Ela respirou fundo e, por um instante, seu olhar suavizou. E por isso eu entendi você. Entendi como mulher. Sei como é o orgulho de uma mulher quando sente que está sendo traída ou feita de tola. Acho que se fosse comigo, eu teria agido até pior.
As palavras dela foram como um bálsamo inesperado. Não era só perdão, era reconhecimento. Ela não estava apenas me desculpando, mas me entendendo, validando minha dor e minha reação.
Houve outro silêncio, mas diferente daquele inicial. Não era vazio, era denso, carregado de tudo o que estava sendo colocado sobre a mesa.

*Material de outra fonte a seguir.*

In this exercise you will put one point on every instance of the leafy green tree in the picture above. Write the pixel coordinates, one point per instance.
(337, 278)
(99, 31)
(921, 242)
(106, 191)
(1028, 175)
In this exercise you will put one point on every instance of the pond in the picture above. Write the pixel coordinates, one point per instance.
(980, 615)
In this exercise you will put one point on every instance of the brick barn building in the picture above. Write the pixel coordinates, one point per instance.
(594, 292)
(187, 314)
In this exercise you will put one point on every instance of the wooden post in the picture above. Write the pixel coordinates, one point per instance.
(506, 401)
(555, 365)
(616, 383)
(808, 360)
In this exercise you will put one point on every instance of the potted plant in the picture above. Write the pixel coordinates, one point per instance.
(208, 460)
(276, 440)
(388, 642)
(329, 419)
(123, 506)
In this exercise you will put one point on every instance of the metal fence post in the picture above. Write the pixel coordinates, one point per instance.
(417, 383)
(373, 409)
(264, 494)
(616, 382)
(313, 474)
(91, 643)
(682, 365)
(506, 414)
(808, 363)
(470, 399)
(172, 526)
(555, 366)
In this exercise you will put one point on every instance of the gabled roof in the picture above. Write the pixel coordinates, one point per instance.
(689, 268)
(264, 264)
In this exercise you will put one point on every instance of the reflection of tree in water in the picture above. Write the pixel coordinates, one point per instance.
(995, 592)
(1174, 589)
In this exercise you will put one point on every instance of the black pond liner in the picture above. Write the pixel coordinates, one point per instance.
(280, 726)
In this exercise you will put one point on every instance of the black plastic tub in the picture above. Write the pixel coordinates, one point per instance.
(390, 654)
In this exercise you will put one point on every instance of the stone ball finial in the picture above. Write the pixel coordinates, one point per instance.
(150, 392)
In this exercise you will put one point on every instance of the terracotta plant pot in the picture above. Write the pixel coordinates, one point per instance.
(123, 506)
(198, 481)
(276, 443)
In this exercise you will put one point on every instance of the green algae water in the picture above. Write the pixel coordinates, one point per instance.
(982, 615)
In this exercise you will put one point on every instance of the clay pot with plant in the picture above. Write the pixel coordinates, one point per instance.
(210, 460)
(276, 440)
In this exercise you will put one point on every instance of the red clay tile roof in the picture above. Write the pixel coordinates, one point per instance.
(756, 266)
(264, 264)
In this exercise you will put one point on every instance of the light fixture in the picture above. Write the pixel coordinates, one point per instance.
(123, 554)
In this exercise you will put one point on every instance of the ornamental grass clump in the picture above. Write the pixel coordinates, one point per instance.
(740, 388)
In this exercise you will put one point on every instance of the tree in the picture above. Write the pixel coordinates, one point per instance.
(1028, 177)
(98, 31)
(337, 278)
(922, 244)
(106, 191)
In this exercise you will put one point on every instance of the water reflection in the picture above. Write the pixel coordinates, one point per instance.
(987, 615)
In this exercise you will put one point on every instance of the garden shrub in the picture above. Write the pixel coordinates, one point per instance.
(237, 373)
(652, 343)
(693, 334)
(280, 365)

Ricardo observava, discreto, sem intervir. Eu sabia que ele queria deixar que nós duas nos encontrássemos sozinhas dentro daquela conversa.
Quando Carina ergueu o olhar novamente, havia menos dureza em seus olhos. Disse que não esquecia, mas que estava disposta a perdoar. Não por mim, nem por ela mesma, mas porque era a única forma de seguir em frente sem carregar rancor.

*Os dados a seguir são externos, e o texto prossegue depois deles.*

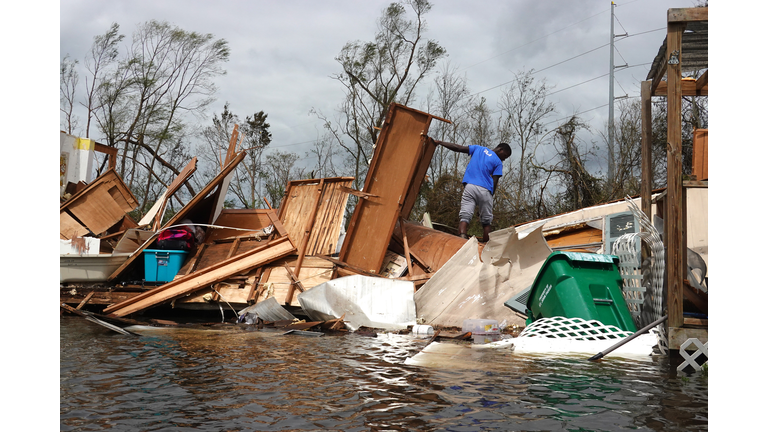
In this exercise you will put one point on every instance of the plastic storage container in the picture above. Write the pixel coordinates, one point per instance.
(162, 265)
(580, 285)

Senti meus olhos marejarem. Agradeci baixinho, quase sem voz. Naquele instante, um peso imenso caiu dos meus ombros.
O café, a rua lá fora, até o barulho da cidade, tudo perdeu importância. O que ficou foi apenas a sensação de que uma ferida finalmente começava a cicatrizar.
O silêncio que pairava depois do perdão de Carina não era desconfortável. Era um silêncio cheio de significados, quase como se o café inteiro tivesse parado para testemunhar algo que não cabia em palavras.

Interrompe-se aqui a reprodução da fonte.